Instagram and Twitter was flooded with pictures of confirmation pages and on feet photos of the new Yeezys. The reason why I gave an example using the Yeezy is because months before when the model was leaked with Kanye holding them in hand on a plane, many sneaker heads called them ugly or “fake Uggs”. But due to the hype, many people gave in and rejected their original opinions for the sake of having a pair of Yeezys just to say “I have a pair of Yeezys”.
This, my friend, is the definition of a Hypebeast. The ultimate reason why Hypebeast are looked down upon is because they are the lifeline for vultures called, resellers.
Resellers feed off the divide within the Sneaker Culture
The sudden popularity for sneaker collecting and how it has become so mainstream also brought about resellers. Resellers are not considered sneaker heads, but their actions are detrimental to the sneaker culture. Resellers feed off the divide within the sneaker culture.
They purchase multiple pairs of a shoe in various sizes, and then sell it to those that missed out for double or sometimes triple the price. There are also those that offer pre-orders on highly sought after sneaker releases. The Jordan 1s “OG Chicago Hi” just released recently for $150 – $160, due to the high demand for these shoes most likely resellers purchase multiple sizes.
If you were to visit eBay right now, you would probably see the prices around $300. Resellers fuel the hype for sneaker releases, and make sure that you have to go through them in order to cop the shoes that you so desperately want.

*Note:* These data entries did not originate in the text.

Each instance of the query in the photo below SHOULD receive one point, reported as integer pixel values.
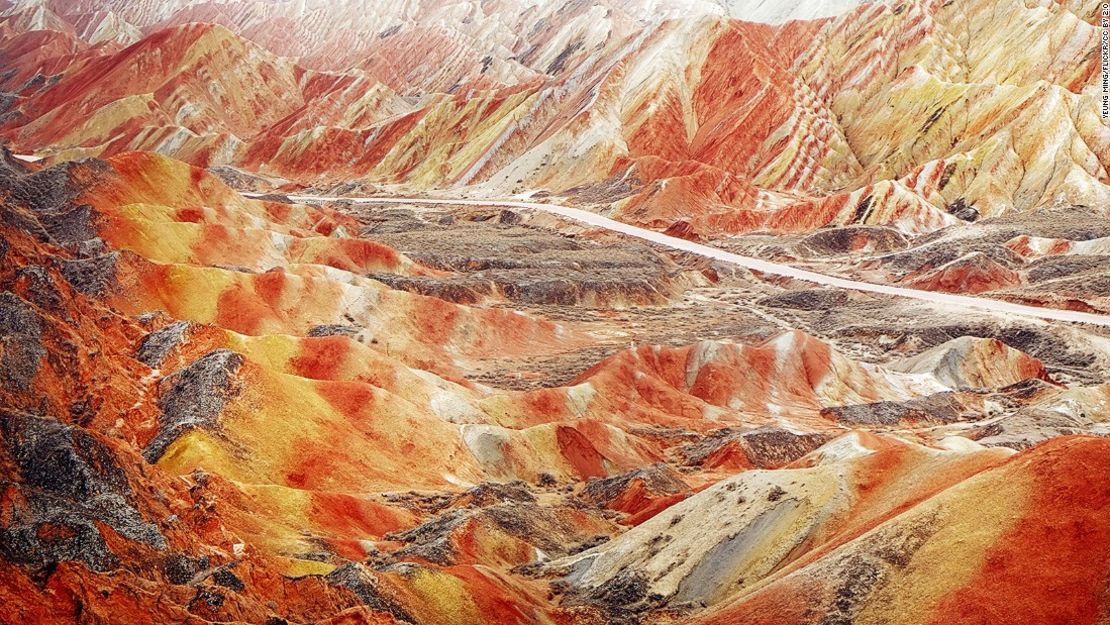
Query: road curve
(982, 304)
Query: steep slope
(898, 114)
(251, 426)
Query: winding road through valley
(981, 304)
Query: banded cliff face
(914, 114)
(220, 402)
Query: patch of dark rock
(224, 577)
(157, 345)
(457, 291)
(36, 283)
(194, 397)
(92, 276)
(873, 239)
(207, 597)
(1053, 268)
(70, 225)
(929, 256)
(776, 493)
(765, 447)
(807, 300)
(180, 568)
(491, 493)
(21, 350)
(431, 541)
(334, 330)
(1028, 427)
(658, 479)
(626, 592)
(356, 578)
(942, 407)
(611, 190)
(72, 484)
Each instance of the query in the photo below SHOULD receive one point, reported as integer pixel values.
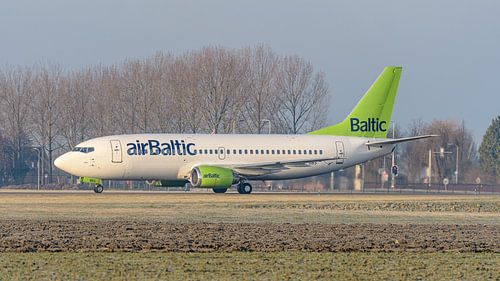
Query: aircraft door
(222, 153)
(340, 152)
(116, 151)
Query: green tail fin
(372, 115)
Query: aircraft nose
(62, 162)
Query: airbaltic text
(154, 147)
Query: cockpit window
(83, 149)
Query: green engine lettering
(90, 180)
(211, 177)
(170, 183)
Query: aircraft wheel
(245, 188)
(219, 190)
(98, 188)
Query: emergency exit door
(222, 153)
(116, 154)
(340, 152)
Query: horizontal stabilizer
(395, 141)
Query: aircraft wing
(265, 168)
(395, 141)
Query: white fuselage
(173, 156)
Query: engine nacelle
(167, 183)
(210, 176)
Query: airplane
(220, 161)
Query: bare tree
(16, 91)
(301, 93)
(45, 112)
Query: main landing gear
(244, 188)
(98, 188)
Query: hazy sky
(449, 50)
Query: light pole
(37, 166)
(393, 184)
(234, 124)
(269, 127)
(456, 161)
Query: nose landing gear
(98, 188)
(244, 188)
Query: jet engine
(210, 176)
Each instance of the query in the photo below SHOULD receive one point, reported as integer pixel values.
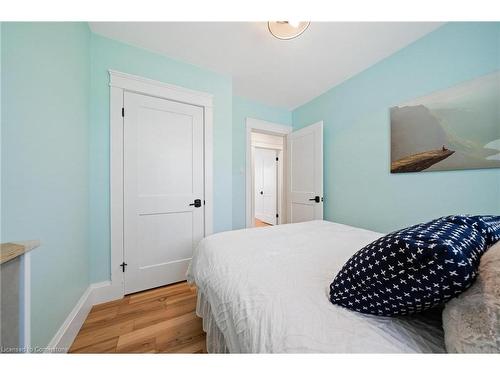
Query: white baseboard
(93, 295)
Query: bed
(265, 290)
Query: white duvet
(268, 293)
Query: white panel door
(305, 177)
(163, 175)
(266, 185)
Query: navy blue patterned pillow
(492, 224)
(415, 268)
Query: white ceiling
(280, 73)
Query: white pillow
(471, 322)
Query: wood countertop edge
(12, 250)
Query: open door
(305, 174)
(266, 185)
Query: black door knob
(196, 203)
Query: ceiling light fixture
(287, 29)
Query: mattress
(265, 290)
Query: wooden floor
(160, 320)
(259, 223)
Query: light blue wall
(359, 189)
(108, 54)
(243, 108)
(45, 87)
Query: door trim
(315, 126)
(271, 128)
(119, 83)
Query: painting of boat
(451, 129)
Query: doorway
(267, 159)
(161, 182)
(265, 176)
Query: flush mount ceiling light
(287, 29)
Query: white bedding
(267, 290)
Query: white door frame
(316, 126)
(119, 83)
(265, 127)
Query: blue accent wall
(243, 108)
(359, 190)
(109, 54)
(45, 180)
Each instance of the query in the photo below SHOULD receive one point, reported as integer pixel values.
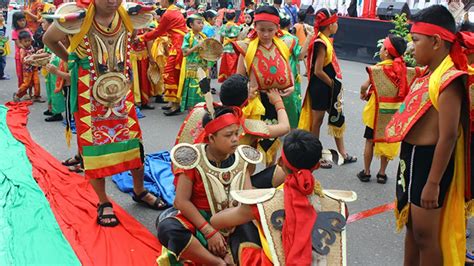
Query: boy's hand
(217, 245)
(274, 96)
(429, 195)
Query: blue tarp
(158, 177)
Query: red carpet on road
(73, 203)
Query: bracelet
(202, 226)
(211, 234)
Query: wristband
(211, 234)
(202, 226)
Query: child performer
(386, 79)
(433, 127)
(324, 93)
(188, 80)
(298, 52)
(205, 174)
(19, 24)
(4, 48)
(264, 58)
(291, 242)
(229, 33)
(30, 73)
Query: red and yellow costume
(172, 23)
(423, 95)
(142, 89)
(108, 133)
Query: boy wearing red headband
(286, 216)
(172, 23)
(324, 93)
(385, 90)
(205, 174)
(108, 132)
(433, 179)
(264, 59)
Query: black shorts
(369, 133)
(413, 171)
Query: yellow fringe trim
(401, 217)
(469, 209)
(337, 132)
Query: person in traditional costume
(264, 58)
(55, 100)
(108, 132)
(229, 33)
(142, 88)
(205, 173)
(247, 25)
(192, 62)
(385, 90)
(324, 93)
(289, 217)
(298, 53)
(433, 180)
(173, 24)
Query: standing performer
(385, 90)
(108, 133)
(229, 33)
(433, 180)
(173, 24)
(324, 93)
(192, 62)
(264, 58)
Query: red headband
(431, 30)
(221, 122)
(267, 17)
(390, 48)
(300, 215)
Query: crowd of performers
(105, 58)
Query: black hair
(219, 110)
(467, 26)
(437, 15)
(230, 16)
(24, 35)
(327, 12)
(301, 15)
(285, 22)
(208, 14)
(17, 16)
(398, 43)
(191, 19)
(302, 149)
(234, 90)
(267, 10)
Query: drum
(211, 50)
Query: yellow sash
(182, 73)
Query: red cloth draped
(74, 204)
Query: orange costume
(172, 23)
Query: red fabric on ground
(74, 204)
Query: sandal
(349, 159)
(159, 204)
(324, 164)
(381, 179)
(363, 177)
(72, 161)
(113, 220)
(75, 168)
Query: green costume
(191, 63)
(56, 100)
(293, 102)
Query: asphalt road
(372, 241)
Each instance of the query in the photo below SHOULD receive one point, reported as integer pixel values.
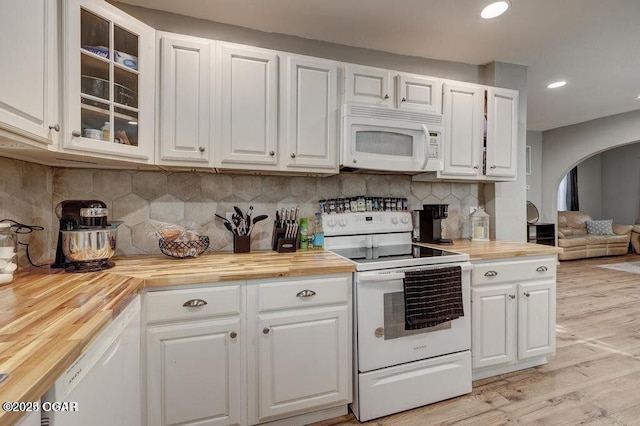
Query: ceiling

Going back to the case of the Yeezys, Sole Collector released an article that collected data from eBay that showed the resell value of all the Yeezys that ever released. The prices ranged from $1000 – $5000, for shoes that were originally released for $245 – $350 (a steep price already). No matter how much you love the Yeezy 2 “Red October” it is not worth the equivalent to a down payment on a house.
There has to be a point where sneaker heads say “enough”.
There will always be hype for sneaker releases. I have never camped out for a pair shoes (and never will). I enjoy waking up on Saturday, walking into the mall, and just hanging out at Footlocker trying on shoes. I enjoy rocking my shoes. I enjoy playing basketball in them. I enjoy buying sneakers for my little brother, because I want this to be a hobby that we share.
Sneakers should be an expression of yourself, not the amount of money you have in your pockets. For others, sneakers are seen as an accessory to their outfit.
For sneaker heads, their outfit is seen as an accessory to their sneakers. We build our outfit around our sneakers.
The sneaker culture will not die, but we must not let it become ruined.
Buy what you like and don’t give into the hype.